I thought this was really strange. From the dealer's perspective, not only is such an overt display of favoritism highly unprofessional (even after the other guy has left the table), but why should she care who wins or loses, or what anybody's playing style is? I could understand it if the guy was a jerk. Then it would be perfectly natural to wish to see him taken down. But as I've said several times, he was really a charming, happy-go-lucky person whom it would impossible to dislike. He was never rude, never churlish, never a sore loser, always complimenting other players on good hands and good play, an extremely generous tipper, etc.
As for the other players, they should have hated that hand--first, because it made a big chunk of chips a helluva lot harder to win than if they had stayed in Geek Maniac's stack, and, second, because it for the first time revealed me to be a lot more potentially tricky and difficult to put on a hand than they had presumably believed prior to that point.

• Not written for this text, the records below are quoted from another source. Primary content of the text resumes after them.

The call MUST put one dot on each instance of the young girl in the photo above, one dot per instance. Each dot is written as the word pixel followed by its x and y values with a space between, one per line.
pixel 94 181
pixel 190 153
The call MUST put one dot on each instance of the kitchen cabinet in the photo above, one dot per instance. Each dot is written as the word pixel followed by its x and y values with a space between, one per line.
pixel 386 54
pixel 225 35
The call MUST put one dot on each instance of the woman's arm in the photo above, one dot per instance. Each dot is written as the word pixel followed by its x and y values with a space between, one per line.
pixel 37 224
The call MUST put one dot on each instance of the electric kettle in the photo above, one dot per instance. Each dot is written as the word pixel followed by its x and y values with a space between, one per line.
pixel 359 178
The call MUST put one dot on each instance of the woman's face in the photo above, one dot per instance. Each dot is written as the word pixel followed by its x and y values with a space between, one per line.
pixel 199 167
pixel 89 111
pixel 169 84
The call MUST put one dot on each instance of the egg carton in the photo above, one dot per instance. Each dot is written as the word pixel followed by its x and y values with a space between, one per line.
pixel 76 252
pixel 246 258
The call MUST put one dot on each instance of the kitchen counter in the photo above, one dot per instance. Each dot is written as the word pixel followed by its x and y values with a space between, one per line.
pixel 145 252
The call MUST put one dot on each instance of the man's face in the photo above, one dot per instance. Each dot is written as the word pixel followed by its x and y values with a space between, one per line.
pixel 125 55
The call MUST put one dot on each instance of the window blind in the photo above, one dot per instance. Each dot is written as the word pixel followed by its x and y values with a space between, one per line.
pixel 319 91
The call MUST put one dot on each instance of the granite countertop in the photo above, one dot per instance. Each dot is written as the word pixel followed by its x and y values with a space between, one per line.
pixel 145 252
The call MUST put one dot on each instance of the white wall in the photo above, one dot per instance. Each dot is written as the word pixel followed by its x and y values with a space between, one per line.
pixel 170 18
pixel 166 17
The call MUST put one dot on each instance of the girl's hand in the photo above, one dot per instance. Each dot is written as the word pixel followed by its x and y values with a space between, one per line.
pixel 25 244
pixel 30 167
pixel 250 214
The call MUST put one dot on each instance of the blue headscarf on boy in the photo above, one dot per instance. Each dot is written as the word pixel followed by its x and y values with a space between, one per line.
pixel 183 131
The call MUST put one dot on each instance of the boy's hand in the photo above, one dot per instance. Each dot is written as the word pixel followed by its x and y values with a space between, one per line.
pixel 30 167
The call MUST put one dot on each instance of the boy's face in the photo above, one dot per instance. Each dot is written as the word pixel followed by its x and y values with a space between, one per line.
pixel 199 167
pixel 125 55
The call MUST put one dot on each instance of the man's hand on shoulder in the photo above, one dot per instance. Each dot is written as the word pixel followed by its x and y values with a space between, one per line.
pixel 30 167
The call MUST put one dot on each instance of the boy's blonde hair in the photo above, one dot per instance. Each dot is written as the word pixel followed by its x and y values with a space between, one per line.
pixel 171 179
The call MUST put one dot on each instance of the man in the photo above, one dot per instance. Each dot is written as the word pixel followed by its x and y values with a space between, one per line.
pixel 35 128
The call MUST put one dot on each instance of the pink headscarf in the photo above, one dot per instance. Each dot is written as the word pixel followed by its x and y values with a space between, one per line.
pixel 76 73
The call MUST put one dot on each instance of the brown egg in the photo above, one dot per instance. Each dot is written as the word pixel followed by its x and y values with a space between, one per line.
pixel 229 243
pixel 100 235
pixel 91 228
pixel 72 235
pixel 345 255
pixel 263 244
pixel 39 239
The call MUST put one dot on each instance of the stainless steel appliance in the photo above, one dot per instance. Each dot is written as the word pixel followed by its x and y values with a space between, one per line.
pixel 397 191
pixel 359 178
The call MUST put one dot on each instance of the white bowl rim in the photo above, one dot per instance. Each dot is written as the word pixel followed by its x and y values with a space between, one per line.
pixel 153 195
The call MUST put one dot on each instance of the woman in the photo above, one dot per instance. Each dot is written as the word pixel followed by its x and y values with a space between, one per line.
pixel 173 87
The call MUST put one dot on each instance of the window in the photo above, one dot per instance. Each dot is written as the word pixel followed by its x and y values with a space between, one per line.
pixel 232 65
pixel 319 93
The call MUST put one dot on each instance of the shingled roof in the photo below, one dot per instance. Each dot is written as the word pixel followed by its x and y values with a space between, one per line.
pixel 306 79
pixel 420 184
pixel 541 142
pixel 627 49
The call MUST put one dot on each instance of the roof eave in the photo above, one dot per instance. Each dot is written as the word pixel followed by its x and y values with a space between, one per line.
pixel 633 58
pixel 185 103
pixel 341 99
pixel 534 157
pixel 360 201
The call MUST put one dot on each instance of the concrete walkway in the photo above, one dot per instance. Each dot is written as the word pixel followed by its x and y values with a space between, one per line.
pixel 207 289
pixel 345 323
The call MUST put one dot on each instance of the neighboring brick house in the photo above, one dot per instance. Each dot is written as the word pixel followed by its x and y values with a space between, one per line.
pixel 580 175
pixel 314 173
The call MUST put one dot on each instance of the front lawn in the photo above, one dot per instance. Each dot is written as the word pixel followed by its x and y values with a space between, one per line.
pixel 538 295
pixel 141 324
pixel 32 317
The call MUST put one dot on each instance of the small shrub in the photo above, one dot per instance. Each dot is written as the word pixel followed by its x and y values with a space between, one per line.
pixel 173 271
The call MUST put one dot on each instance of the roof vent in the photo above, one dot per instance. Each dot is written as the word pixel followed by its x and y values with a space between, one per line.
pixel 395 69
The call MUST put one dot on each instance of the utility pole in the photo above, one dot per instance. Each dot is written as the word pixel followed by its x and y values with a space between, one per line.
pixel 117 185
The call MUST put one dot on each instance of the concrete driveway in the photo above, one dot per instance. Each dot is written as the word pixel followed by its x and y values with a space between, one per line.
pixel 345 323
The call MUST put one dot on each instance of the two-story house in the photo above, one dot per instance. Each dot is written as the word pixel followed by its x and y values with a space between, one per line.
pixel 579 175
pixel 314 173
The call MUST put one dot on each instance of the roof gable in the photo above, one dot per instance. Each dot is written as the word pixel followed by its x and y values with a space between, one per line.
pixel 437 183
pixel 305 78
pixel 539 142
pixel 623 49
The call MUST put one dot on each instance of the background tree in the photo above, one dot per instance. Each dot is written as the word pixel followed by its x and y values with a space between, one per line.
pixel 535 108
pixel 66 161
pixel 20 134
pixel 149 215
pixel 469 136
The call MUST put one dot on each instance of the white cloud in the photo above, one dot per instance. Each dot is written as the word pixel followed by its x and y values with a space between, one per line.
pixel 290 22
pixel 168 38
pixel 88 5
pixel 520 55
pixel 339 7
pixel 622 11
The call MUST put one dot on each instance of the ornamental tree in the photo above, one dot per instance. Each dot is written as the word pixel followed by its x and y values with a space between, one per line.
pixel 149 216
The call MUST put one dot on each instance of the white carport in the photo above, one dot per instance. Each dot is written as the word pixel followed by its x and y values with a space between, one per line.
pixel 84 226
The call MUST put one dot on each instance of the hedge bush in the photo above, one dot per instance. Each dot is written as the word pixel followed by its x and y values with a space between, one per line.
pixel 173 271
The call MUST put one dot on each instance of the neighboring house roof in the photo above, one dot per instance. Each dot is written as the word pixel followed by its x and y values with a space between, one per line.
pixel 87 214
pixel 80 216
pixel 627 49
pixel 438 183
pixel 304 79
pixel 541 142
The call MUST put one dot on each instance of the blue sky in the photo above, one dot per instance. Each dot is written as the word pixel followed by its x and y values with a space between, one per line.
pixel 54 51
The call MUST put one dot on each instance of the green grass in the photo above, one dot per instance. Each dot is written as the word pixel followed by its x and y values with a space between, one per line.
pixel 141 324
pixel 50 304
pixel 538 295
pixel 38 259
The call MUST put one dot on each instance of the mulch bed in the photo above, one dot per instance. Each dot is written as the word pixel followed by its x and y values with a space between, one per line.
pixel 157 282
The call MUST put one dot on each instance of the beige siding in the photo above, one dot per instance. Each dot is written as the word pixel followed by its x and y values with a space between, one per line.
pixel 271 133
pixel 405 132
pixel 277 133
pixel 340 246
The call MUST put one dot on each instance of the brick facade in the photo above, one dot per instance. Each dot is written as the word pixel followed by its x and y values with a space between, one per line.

Logically, it made no sense for them to be happy with the outcome. But I guess for some people, the emotional revenge satisfaction factor meant more than the implications for their chances of leaving the game winner. Personally, when I see a big pot go down between other players, I always either love or hate the result based on my assessment of whether that mass of chips just became easier or harder to take home; I'm rooting for the worst player to win. Once again, I guess I have to face the fact that the way I think about things just isn't shared by most of the rest of humanity.
Just a "BTW" thing that occurred to me for the first time last night: Since "Venetian" is the adjectival form of "Venice," why isn't it spelled "Venecian"?